Memory
The memory surface stores compressed representations of past inputs and retrieves them, conditioned on the current latent. It is the only cognitive surface whose state persists across queries.
Three timescales
Memory operates at three timescales. Each is implemented by a different mechanism.
| Timescale | Span | Mechanism | Capacity |
|---|---|---|---|
| Working | within a query | Attention KV cache | 131,072 tokens |
| Episodic | across queries, within a session | Compressed latent trace | ~5M tokens equivalent |
| Long-term | across sessions, across embodiments | Retrieval-augmented vector store | unbounded |
The three are exposed to other surfaces through a unified read interface. Other surfaces do not choose which timescale to query; the memory surface routes queries to the appropriate store based on a learned policy.
Working memory
The working memory is the KV cache of the active transformer stack. It is reset between queries. Other surfaces do not interact with it directly; it is internal to each surface's forward pass.
It is documented here only to delineate it from the larger timescales: when other surfaces refer to "memory," they mean episodic or long-term.
Episodic memory
Episodic memory is a learned compression of the recent latent stream. Concretely:
- Every
Ntokens of latent (currentlyN = 4,096), a compression module emits a fixed-size summary token sequence (currently 256 tokens). - Summary sequences accumulate in a sliding window of approximately 5 million tokens of effective context.
- Read access is via cross-attention: a query latent attends to the summary window and pulls in the relevant fragments.
The compression module is trained jointly with the rest of the system on a recall-fidelity objective: the original latent must be reconstructible from the summary tokens conditioned on the query.
Episodic memory is associated with a session identity. Sessions are bounded; episodic memory is garbage-collected when a session terminates or when it has been inactive for the configured retention period.
Long-term memory
Long-term memory is a content-addressable vector store. Entries are written explicitly: the memory surface decides, at each query, whether the current latent is worth retaining beyond the session. The decision is policy-learned, not user-controlled.

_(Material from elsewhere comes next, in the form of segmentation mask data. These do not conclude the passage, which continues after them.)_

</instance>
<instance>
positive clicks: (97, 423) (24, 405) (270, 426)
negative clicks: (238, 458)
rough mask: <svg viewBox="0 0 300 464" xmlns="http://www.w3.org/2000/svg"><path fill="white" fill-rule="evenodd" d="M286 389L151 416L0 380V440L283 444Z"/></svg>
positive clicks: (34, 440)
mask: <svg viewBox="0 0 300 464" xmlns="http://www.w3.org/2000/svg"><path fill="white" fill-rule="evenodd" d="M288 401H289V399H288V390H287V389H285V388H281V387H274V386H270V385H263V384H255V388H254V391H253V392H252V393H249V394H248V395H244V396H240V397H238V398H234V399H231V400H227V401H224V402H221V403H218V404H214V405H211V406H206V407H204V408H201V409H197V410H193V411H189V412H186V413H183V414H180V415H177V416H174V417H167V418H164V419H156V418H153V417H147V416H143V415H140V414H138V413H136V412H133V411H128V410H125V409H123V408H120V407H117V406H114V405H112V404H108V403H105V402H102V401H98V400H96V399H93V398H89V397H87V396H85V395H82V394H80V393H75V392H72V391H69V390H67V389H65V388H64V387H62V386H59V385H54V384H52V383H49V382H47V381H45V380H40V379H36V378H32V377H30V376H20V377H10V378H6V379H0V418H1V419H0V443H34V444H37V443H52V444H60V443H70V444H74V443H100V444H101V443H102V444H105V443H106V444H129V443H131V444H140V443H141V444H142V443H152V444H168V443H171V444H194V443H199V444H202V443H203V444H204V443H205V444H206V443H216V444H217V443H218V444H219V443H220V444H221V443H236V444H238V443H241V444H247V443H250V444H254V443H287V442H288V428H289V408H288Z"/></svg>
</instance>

Entries are keyed by their latent embedding. Retrieval is approximate-nearest-neighbor over the store. The store is sharded across the validator network; see Data Layer for the wire mechanics.
Critical properties:
- Append-only at the protocol level. Validators cannot silently delete entries. Deletion requires a governance-approved action.
- Per-entry provenance. Every entry carries a hash of the validator that wrote it, the query that triggered the write, and the timestamp.
- Right-to-be-forgotten. A user-bound write path includes an optional forget tag. Forget-tagged entries are removable through the data-layer's removal protocol.
The forgetting policy
Memory without forgetting accumulates noise. The memory surface implements forgetting at two levels:
Episodic. Summary tokens that have not been read in the past K queries (currently K = 64) decay: their attention bias is reduced linearly until they fall below a cutoff and are evicted from the sliding window.
Long-term. Entries that have not been retrieved in the past 90 days are demoted to cold storage. Retrieval from cold storage is permitted but incurs higher latency.
Forgetting is not optional. A system that retains everything is operationally equivalent to a system that retains nothing relevant.
Verification
Memory operations are verifiable through:
- Write attestations. Every long-term write is signed by the validator that performed it; signatures are anchored on chain.
- Read sampling. A subset of reads is duplicated across validators; divergence triggers investigation.
- Hash chains. The episodic summary stream is hashed cumulatively; reconstructing the state at a past timestamp requires producing the matching hash chain.
What memory does not do
It does not reason over its contents. Retrieved entries are returned to the calling surface, which performs its own reasoning. It does not arbitrarily edit past entries. Modifications produce new entries linked to the originals.
The memory surface is, in effect, the network's institutional record. Its failures are the failures most likely to be visible to users in the long run; its mechanisms are accordingly the most conservative in the codex.